Wireless EWOD/DEP chips powered and controlled through LC circuits and frequency modulation.

This paper presents novel wireless EWOD/DEP chips that are wirelessly powered and controlled through LC circuits with one-to-many transmitter-receiver coupling. Each receiving LC circuit connected to the EWOD/DEP electrode is designed to have a different resonant frequency. When the input frequency is close to one of the resonant frequencies of receiving LC circuits, the induced voltage on the corresponding EWOD/DEP electrode will increase due to the resonance. Therefore, electrodes can be selectively and sequentially activated to provide sufficient EWOD or DEP force to manipulate the droplet or liquid by modulating the input frequency. Unlike previously reported wireless EWOD or DEP devices powered through one-to-one transmitter-receiver coupling, the transmitting inductor in the one-to-many transmitter-receiver coupling design proposed here is much larger than the total sizes of receiving inductors. Therefore, receiving inductors can be easily covered and coupled by the transmitting inductor. Here, droplet transport, splitting, and merging are successfully demonstrated using 5 receiving LC circuits at different input frequencies (1210-1920 Hz).

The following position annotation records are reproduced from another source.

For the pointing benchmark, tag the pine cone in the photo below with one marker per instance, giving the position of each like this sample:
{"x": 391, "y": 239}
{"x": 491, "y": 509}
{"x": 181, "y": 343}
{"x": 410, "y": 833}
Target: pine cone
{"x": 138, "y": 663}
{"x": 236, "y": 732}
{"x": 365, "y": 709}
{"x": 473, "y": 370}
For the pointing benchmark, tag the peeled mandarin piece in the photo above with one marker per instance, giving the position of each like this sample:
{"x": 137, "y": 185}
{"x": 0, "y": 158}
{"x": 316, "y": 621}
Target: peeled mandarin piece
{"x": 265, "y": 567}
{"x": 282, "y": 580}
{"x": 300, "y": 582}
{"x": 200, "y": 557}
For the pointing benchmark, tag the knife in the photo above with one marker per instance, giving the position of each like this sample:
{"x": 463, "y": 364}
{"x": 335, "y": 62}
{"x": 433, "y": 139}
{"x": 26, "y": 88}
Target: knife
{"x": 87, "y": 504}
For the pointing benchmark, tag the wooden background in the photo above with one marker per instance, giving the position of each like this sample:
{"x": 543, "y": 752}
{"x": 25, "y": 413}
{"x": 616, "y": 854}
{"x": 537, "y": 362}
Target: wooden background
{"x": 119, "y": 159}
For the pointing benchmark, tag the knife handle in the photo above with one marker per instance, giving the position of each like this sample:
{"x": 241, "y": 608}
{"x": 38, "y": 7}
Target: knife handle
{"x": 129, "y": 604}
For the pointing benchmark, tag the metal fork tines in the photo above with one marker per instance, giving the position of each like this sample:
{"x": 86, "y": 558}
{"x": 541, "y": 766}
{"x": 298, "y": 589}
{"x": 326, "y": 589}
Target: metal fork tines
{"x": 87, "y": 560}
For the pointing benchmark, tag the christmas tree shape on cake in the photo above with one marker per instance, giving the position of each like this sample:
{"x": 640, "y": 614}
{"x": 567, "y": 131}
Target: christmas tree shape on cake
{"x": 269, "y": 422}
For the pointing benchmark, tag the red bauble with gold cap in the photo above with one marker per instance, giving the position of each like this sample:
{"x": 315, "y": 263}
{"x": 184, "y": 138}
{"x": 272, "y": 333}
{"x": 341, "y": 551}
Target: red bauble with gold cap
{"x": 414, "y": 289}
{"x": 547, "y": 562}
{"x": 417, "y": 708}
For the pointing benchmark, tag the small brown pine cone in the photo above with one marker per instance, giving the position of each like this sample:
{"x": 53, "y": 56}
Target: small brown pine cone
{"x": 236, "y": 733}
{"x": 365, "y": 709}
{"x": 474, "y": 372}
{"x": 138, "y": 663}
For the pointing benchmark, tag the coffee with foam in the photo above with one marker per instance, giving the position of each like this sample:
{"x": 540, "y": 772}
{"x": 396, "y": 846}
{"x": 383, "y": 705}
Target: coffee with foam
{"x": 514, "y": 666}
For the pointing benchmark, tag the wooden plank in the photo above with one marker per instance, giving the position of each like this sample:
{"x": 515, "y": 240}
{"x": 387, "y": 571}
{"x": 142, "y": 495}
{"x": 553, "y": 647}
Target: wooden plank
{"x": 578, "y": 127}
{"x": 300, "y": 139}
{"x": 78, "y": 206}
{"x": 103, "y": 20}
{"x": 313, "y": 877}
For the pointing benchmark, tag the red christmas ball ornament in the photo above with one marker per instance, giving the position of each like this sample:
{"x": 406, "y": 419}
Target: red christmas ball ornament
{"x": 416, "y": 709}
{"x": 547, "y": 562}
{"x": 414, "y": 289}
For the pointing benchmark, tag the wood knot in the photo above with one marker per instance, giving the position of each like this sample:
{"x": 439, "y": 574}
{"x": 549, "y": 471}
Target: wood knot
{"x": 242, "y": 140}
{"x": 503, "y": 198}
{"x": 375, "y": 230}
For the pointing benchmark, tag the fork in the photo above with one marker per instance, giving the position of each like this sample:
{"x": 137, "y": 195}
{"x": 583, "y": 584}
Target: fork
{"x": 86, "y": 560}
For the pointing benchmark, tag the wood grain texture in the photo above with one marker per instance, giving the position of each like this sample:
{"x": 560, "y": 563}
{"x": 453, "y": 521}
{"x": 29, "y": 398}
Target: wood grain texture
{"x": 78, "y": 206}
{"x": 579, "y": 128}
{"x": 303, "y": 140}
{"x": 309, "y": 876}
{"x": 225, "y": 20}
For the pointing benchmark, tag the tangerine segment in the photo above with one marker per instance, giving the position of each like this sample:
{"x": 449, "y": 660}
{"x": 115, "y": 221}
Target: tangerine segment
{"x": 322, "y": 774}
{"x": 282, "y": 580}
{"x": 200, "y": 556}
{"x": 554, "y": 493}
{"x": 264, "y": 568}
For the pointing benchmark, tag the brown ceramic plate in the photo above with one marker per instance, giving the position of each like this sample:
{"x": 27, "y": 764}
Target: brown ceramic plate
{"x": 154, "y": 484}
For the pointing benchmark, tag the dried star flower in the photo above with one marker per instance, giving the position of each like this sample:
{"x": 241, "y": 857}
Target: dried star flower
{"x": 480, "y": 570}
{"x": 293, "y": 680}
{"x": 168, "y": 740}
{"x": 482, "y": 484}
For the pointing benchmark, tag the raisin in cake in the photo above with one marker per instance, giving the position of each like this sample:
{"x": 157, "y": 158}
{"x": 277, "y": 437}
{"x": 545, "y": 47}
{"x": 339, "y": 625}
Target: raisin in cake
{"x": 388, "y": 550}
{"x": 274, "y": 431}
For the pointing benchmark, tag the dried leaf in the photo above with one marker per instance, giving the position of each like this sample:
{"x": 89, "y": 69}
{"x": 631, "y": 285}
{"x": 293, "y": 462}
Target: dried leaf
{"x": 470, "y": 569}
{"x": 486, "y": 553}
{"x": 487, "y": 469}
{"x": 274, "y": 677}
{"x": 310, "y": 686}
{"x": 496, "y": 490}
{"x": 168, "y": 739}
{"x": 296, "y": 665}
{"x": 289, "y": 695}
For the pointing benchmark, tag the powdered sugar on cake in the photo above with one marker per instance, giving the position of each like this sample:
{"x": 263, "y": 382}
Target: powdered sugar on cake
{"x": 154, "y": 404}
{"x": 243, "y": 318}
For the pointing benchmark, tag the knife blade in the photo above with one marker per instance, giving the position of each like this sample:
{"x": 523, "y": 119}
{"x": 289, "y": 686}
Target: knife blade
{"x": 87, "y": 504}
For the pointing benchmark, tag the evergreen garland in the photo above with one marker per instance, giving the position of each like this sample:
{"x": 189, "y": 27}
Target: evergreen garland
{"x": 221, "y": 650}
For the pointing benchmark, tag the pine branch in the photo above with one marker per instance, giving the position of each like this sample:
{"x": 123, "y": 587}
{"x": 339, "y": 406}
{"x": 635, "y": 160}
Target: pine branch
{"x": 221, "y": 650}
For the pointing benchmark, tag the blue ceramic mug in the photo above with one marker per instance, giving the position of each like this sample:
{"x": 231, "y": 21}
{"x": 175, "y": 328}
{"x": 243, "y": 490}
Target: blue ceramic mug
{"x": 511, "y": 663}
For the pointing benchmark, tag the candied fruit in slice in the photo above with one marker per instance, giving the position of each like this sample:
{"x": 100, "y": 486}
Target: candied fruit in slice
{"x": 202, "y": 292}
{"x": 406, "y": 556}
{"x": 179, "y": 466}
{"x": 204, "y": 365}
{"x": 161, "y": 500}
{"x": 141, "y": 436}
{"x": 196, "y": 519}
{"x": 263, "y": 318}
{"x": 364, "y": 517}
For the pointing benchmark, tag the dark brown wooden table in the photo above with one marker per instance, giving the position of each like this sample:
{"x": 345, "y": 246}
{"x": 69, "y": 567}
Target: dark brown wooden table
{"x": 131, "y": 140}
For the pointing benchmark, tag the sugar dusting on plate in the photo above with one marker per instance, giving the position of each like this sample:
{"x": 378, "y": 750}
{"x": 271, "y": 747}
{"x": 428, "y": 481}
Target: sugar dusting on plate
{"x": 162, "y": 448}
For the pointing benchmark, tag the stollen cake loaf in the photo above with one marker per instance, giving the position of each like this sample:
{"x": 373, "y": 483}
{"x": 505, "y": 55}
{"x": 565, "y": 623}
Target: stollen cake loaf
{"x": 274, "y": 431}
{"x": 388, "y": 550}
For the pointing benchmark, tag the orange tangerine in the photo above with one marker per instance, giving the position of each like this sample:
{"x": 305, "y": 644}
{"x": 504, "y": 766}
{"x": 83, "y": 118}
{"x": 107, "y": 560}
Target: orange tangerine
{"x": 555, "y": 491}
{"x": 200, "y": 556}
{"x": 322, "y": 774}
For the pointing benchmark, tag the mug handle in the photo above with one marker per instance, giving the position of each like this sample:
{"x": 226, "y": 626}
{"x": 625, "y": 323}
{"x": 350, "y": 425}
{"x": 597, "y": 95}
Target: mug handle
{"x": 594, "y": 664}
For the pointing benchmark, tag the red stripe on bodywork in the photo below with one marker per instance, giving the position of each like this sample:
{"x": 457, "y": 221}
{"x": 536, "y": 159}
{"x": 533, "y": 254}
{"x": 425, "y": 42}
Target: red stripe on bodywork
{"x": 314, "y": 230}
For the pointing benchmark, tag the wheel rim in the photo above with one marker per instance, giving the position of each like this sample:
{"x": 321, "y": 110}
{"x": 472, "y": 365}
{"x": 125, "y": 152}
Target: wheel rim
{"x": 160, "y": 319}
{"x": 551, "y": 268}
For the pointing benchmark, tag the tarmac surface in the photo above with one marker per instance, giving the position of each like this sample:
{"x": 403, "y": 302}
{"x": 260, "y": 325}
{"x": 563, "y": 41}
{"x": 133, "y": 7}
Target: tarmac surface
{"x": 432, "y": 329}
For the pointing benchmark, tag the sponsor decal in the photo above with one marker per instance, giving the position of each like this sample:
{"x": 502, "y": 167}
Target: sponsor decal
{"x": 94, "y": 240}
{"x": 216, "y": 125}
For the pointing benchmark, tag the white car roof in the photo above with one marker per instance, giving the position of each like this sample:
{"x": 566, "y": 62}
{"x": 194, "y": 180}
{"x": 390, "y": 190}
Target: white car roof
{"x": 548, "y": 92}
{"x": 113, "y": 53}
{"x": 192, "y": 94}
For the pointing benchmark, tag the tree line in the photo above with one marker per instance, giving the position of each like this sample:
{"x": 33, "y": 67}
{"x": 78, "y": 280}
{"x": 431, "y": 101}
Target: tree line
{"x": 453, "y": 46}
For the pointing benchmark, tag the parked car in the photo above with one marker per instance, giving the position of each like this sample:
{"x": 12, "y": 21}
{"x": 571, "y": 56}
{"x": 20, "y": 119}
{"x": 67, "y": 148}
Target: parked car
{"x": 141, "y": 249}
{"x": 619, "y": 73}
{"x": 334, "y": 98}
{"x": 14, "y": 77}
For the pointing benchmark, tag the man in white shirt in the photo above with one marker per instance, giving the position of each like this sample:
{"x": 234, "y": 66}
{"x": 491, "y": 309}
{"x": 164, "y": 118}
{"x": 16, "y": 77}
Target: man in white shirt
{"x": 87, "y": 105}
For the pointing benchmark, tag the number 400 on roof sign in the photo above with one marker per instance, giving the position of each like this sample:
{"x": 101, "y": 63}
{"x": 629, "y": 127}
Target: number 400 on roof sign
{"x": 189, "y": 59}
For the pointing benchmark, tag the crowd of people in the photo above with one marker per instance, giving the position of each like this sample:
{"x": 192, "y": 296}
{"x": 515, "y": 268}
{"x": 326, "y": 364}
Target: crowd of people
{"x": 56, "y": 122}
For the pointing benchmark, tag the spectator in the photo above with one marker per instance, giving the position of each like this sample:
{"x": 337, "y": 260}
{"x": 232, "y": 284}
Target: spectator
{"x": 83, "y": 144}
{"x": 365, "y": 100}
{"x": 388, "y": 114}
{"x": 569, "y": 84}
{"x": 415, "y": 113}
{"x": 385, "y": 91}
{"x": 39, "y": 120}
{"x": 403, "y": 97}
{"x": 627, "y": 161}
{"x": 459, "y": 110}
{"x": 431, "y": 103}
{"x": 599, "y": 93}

Liquid pumping with multiple electrodes by wireless DEP is also demonstrated using 5 receiving LC circuits at higher input frequencies (51.2-76.1 kHz). Furthermore, liquid pumping with a continuous meandered electrode by wireless DEP is demonstrated through the resonant frequency shifting effect. It shows that the liquid pumping distance on a continuous electrode also can be tuned by proper frequency modulation.